Once the order was placed, I decided to take the time to find a matching pair of socks within the many piles that littered my room. This was a big step for me, having finally figured out how to use the Clothing Sanitation System, I now had piles of clean clothes thrown everywhere. Maybe today I should try to figure out the Clothing Orderly Space Management System. Nah, one technological victory per week should suffice, less I get a big head.

Two hours later, after eating my daily dose of protein and fiber, I checked the radiometer and found that the twin suns had pushed out as much death as they were going to on this day, so I decided to head outside and see what new wonders would meet me.

You see, in these parts, everyday brings something different. On the other side of the planet, they never see anything new. The same animals, plants, rocks, people... Nothing ever changes. That's why I moved out here to the Randomica in the first place. I need variety. It's also why my last twelve or so relationships crashed and burned like a Nebulonian Phoenix in a Methlab, but I digress.

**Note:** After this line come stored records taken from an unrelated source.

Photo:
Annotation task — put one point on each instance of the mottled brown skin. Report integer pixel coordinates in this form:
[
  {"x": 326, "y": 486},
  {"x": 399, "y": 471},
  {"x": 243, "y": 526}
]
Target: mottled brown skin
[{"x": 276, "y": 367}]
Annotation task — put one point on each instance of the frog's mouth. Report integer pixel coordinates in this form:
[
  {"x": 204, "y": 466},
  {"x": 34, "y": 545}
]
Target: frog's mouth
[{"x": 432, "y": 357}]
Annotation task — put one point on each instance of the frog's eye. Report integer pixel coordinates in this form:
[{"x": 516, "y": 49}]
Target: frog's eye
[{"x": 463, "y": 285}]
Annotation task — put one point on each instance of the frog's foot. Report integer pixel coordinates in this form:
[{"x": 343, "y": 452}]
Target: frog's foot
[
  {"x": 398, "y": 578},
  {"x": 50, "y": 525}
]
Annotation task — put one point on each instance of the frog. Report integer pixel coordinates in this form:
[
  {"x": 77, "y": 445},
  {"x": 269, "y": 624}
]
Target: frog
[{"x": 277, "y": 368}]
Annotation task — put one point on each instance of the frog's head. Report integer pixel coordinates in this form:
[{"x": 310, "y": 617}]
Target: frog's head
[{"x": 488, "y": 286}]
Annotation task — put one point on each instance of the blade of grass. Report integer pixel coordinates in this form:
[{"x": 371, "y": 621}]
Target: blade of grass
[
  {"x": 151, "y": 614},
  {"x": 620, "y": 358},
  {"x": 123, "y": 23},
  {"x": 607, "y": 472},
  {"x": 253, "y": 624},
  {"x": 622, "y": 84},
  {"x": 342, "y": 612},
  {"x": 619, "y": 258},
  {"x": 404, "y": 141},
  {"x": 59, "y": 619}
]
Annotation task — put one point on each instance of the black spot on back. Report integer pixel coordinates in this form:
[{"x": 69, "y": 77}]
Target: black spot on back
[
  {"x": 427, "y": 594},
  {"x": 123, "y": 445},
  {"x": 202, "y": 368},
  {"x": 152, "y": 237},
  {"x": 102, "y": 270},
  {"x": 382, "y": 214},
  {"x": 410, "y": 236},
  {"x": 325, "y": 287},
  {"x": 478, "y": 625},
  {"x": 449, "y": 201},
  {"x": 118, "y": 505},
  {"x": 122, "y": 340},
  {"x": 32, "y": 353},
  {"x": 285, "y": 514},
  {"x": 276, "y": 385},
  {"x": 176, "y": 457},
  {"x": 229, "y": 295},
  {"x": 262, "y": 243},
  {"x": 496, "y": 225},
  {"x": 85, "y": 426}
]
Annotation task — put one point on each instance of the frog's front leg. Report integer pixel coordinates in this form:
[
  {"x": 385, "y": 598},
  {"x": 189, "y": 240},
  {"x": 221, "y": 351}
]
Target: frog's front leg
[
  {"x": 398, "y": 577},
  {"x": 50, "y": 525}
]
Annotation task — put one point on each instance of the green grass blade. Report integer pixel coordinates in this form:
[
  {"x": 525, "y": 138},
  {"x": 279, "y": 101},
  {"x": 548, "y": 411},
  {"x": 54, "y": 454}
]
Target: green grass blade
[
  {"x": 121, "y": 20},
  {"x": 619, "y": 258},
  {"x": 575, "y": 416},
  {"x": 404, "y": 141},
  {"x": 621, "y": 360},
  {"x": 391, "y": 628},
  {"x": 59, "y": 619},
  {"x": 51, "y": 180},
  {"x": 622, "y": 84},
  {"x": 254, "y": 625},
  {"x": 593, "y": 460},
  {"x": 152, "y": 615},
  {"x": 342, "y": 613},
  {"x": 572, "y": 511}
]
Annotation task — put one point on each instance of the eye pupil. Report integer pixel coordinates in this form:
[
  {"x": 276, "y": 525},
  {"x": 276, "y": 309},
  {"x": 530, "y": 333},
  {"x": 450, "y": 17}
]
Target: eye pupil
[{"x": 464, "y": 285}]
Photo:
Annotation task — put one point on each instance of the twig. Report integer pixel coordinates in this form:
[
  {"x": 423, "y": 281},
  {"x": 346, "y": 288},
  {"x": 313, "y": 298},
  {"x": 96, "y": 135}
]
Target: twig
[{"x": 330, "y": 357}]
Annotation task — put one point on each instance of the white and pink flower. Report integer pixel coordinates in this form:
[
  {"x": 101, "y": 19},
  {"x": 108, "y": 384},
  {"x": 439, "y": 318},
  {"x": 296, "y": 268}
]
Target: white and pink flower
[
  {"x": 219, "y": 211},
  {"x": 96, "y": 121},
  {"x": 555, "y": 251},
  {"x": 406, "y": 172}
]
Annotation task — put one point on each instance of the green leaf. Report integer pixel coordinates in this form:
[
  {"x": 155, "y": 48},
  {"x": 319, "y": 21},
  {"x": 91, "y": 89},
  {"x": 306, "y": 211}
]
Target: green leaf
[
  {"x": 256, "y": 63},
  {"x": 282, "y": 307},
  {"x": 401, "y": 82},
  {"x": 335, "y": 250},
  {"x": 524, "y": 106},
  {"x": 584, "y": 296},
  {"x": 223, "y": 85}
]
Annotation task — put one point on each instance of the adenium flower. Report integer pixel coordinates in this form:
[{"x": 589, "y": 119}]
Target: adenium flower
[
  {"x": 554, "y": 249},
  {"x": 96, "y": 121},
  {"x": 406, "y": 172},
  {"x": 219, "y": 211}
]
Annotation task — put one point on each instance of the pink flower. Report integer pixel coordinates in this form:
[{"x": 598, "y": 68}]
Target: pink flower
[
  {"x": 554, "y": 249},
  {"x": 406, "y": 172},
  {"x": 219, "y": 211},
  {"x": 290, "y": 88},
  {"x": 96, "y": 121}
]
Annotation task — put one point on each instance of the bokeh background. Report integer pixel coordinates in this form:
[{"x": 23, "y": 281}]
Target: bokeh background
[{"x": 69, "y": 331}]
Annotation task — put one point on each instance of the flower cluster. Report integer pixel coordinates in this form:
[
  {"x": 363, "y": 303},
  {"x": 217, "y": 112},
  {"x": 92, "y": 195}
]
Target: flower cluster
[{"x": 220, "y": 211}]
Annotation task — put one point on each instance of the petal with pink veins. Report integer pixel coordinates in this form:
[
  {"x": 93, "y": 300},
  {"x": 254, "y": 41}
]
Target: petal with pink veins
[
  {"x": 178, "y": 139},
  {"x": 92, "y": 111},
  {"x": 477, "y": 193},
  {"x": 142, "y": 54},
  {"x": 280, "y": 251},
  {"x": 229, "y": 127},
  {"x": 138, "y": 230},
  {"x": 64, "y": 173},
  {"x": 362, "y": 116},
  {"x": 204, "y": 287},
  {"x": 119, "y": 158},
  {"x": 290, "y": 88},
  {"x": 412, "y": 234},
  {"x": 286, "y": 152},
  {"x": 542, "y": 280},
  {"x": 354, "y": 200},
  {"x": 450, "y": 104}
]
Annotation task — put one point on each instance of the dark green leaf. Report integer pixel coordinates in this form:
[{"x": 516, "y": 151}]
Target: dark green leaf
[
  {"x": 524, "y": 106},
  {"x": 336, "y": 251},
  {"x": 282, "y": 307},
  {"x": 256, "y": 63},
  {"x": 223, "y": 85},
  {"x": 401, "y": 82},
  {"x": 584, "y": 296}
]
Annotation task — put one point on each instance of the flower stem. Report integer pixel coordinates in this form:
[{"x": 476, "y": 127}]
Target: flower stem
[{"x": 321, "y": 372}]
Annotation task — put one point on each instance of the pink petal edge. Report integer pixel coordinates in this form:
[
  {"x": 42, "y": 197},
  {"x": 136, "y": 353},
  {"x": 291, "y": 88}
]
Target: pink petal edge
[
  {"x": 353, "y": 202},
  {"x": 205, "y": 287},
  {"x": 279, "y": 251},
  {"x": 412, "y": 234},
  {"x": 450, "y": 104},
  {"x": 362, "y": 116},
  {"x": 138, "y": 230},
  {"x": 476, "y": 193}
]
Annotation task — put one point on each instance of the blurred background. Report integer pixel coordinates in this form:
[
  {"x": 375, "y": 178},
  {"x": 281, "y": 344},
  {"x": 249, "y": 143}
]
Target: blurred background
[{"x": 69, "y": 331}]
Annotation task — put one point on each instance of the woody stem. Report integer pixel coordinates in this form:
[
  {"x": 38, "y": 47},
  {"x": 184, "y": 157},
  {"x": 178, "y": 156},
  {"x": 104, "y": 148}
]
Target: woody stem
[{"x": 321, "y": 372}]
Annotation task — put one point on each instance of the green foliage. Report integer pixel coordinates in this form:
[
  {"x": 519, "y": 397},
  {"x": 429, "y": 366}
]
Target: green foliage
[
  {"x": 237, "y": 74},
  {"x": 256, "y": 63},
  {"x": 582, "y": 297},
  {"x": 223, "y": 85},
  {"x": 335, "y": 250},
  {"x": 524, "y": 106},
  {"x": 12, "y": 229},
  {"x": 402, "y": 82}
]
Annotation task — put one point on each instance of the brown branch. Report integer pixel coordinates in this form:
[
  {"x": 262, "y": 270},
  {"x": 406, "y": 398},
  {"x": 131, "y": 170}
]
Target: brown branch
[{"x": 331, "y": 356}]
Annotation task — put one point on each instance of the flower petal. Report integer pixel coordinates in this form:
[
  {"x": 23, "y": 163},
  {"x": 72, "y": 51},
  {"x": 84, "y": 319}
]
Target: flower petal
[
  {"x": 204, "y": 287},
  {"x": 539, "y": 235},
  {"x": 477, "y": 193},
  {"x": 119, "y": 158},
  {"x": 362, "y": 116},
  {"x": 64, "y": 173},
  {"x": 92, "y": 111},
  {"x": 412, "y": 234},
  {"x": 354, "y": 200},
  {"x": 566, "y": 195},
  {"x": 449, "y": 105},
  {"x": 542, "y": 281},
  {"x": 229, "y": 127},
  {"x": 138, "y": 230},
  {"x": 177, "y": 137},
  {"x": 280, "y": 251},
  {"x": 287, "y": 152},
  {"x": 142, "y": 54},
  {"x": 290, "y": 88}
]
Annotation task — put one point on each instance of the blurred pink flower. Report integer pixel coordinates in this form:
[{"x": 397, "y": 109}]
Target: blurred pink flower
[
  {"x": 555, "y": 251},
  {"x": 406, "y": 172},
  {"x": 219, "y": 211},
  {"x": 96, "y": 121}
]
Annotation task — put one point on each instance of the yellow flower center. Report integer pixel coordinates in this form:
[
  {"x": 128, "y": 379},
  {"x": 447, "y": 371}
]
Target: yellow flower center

Just this morning, a curious new breed of poppy appeared. It had a very unique protection mechanism. When I attempted to get a closer look, it sprayed a strange gel at me. The gel was cold and soothing to the touch but didn't have any ill effects on me. The poppy however slumped over and emitted a soft snoring sound. I pushed it and pushed it, but it simply would not stand back up. An odd little flower...

But let me tell you what I found later this afternoon. I was walking through the strangle vine forest, an oddly named forest filled with large oak-like trees but not a single visible vine among them, when I came across a cave where yesterday there had been a quiet pond. I carefully walked up to its entrance and peered within, curiosity being my greatest of vulnerabilities. There, where once had floated a small island complete with a tiny fruit tree, now sat what had to be the cutest little critter I had ever laid eyes upon. It was covered in scales as green and opulent as emeralds. It looked back at me through glowing ruby eyes. It opened its elongated snout into a jagged filled yawn, it's slight movement casting rainbow hues across the cavern walls. I smiled at it with unhidden adulation and started to walk toward it. I simply had to touch it. As I approached it, caution now thoroughly thrown to the wind, I reached out my hand to let it sniff me. That is what you are supposed to do, right? They sniff, they smell that you are a good person and then they let you pet them, put a collar on their neck and take them home to fetch slippers and look cute for the prospective ladies? Well, it sniffed my hand all right. It then screamed with a startling loudness "POPPY PUSHER!!!" and then ran deep into the cave.

I was flabbergasted...

The next thing I know, I was swimming next to a small island with a fruit tree in a small quiet pond. Though disconcerting, it was not as frightful an experience as knowing that I would have to now go home and try to remember how to use the Clothing Sanitation System to clean and dry my favorite, and only, pair of matched socks.

So, how was your day?

Welcome to the Daily Day Dream Blog of Gus Gallows

A most warm welcome to my readers now numbering in the single digits... Ok, so I don't have any yet, but I can dream, right? Heck, that's the whole purpose of this particular blog. Most blogs these days are based on facts and the going ons of various folks who do not mind putting it out there for the world to see. This one is going to be different. I do not wish to bore you with doldrum day to day activities of an aspiring author who fills too much time managing email systems for a living. So I thought, why not nurture my muse and write a blog that is completely fictional? I know, right?

So here is my pledge to you. Nothing in this blog will ever be based on fact and only sometimes loosely related to reality (much like its author). This is where my day dreams will come to life for you to read, if you are so bold and/or bored to be inclined to read them. I hope so. I look forward to your comments and thank you for taking time from your busy schedules to share my day dreams.